Correction sur les marchés boursiers
Les marchés boursiers mondiaux ont été secoués au cours des deux derniers mois par la crainte grandissante de pressions inflationnistes et la probabilité accrue de hausses additionnelles des taux directeurs américains. Comment interpréter ces craintes ? S’agit-il d’une opportunité d’achat ?
Une phase du cycle qui tire à sa fin
Les marchés financiers avaient été tracassés au cours de la période de 2000 à 2002 par le ralentissement économique américain, l’éclatement de la bulle de technologie, l’attentat terroriste, la guerre contre le terrorisme, la crainte d’un malaise économique prolongé, le risque de déflation, etc.
Afin de s’assurer de la reprise de l’économie et de la confiance des consommateurs et des investisseurs, la Réserve fédérale américaine avait abaissé les taux d’intérêt directeurs américains jusqu’à 1 % en 2001, un taux sous la barre de l’inflation, rendant ainsi le loyer de l’argent essentiellement gratuit.
Au moyen de l’effet puissant de taux d’intérêt si bas, la Réserve fédérale encourageait fortement ceux qui voulaient emprunter pour consommer ou investir, et l’économie américaine a bondi en 2003 et connu une croissance vigoureuse depuis.
Malgré ce succès, la Réserve fédérale a choisi de maintenir cette politique monétaire des plus expansionnistes pour une période prolongée. En effet, elle n’a commencé à rehausser les taux d’intérêt qu’en 2004 et ce, a un rythme modéré afin de s’assurer de ne pas faire trébucher l’expansion économique.

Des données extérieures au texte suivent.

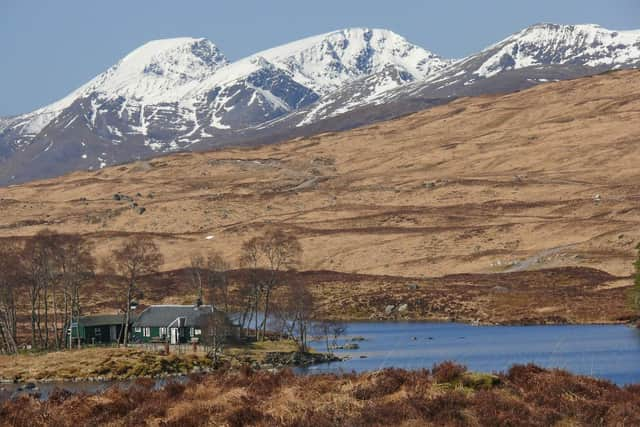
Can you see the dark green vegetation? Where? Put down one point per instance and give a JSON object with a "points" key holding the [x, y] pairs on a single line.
{"points": [[446, 395]]}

Cependant, en maintenant le loyer de l’argent si bas si longtemps face à la vigueur de l’activité économique, la Réserve fédérale a encouragé une expansion des plus rapides de la quantité d’argent en circulation, dont l’excédent non requis pour alimenter l’offre et la demande de l’économie s’est déversé sous forme de spéculation dans les marchés financiers. Et donc avec un excès d’argent qui pourchasse les titres à revenu fixe, les taux disponibles sur les obligations à long terme ont fondu rapidement. Et avec la baisse du coût du capital qui en résulte, les actions et l’immobilier ont été revalorisés, et les primes de risques pour les titres de qualité secondaire ont fondu.
Les marchés boursiers mondiaux sont ainsi en hausse importante depuis essentiellement la fin de 2002. Le graphique ci-dessous démontre la progression ininterrompue des indices boursiers principaux au cours de cette phase expansionniste de la politique monétaire américaine.
La phase du cycle qui s’amorce
Avec les taux d’intérêt directeurs aux États-Unis à 5,25 % aujourd’hui, la Réserve fédérale américaine atteint finalement un niveau de taux d’intérêt dit « neutre », soit des taux d’intérêt qui ne sont ni expansionnistes ni restrictifs sur le rythme de la croissance économique. Par conséquent, les hausses de taux tirent-elles à leur fin ? Les investisseurs tardent à reconnaître qu’après avoir maintenu les conditions monétaires si expansionnistes pendant plus de cinq ans, la Réserve fédérale, en plus d’avoir relancé l’économie avec succès, a permis une accumulation excessive, voire spéculative, de liquidité dans le système économique mondial qui a gonflé le prix de plusieurs types d’investissements.
La Réserve fédérale devrait ainsi continuer les hausses de taux intérêt, probablement jusqu’à un niveau plus restrictif de 5,5 % à 6 %, afin d’éponger l’excès de liquidité, de ralentir le rythme économique effréné, et de réduire l’enthousiasme spéculatif sur certains marchés financiers.
Cet ajustement a commencé à se faire sentir au mois d’avril dernier, alors que les investisseurs se sont aperçus qu’il y avait bel et bien quelques pressions inflationnistes qui résultaient de la croissance vigoureuse américaine et que, par conséquent, la Réserve fédérale hausserait les taux d’intérêt davantage que généralement anticipé.
La phase plus restrictive de la politique monétaire cause maintenant un environnement plus tumultueux où les marchés boursiers évolueront en dents de scie jusqu’à la fin des hausses de taux d’intérêt : le loyer beaucoup plus élevé de l’argent et le ralentissement de l’économie à anticiper forcent plusieurs spéculateurs à renverser leurs positions moins performantes.
On ne peut cependant pas parler de marché baissier important à prévoir, car il faudrait alors poser l’hypothèse d’une récession à venir. Ceci semble peu probable. Mais la modération du rythme de croissance économique américain aura un impact sur la croissance mondiale. On peut donc présager une atténuation de la demande de pétrole, et ainsi une faiblesse relative de la bourse canadienne dont le secteur énergétique représente une plus grande proportion que celle de la plupart des autres indices boursiers mondiaux.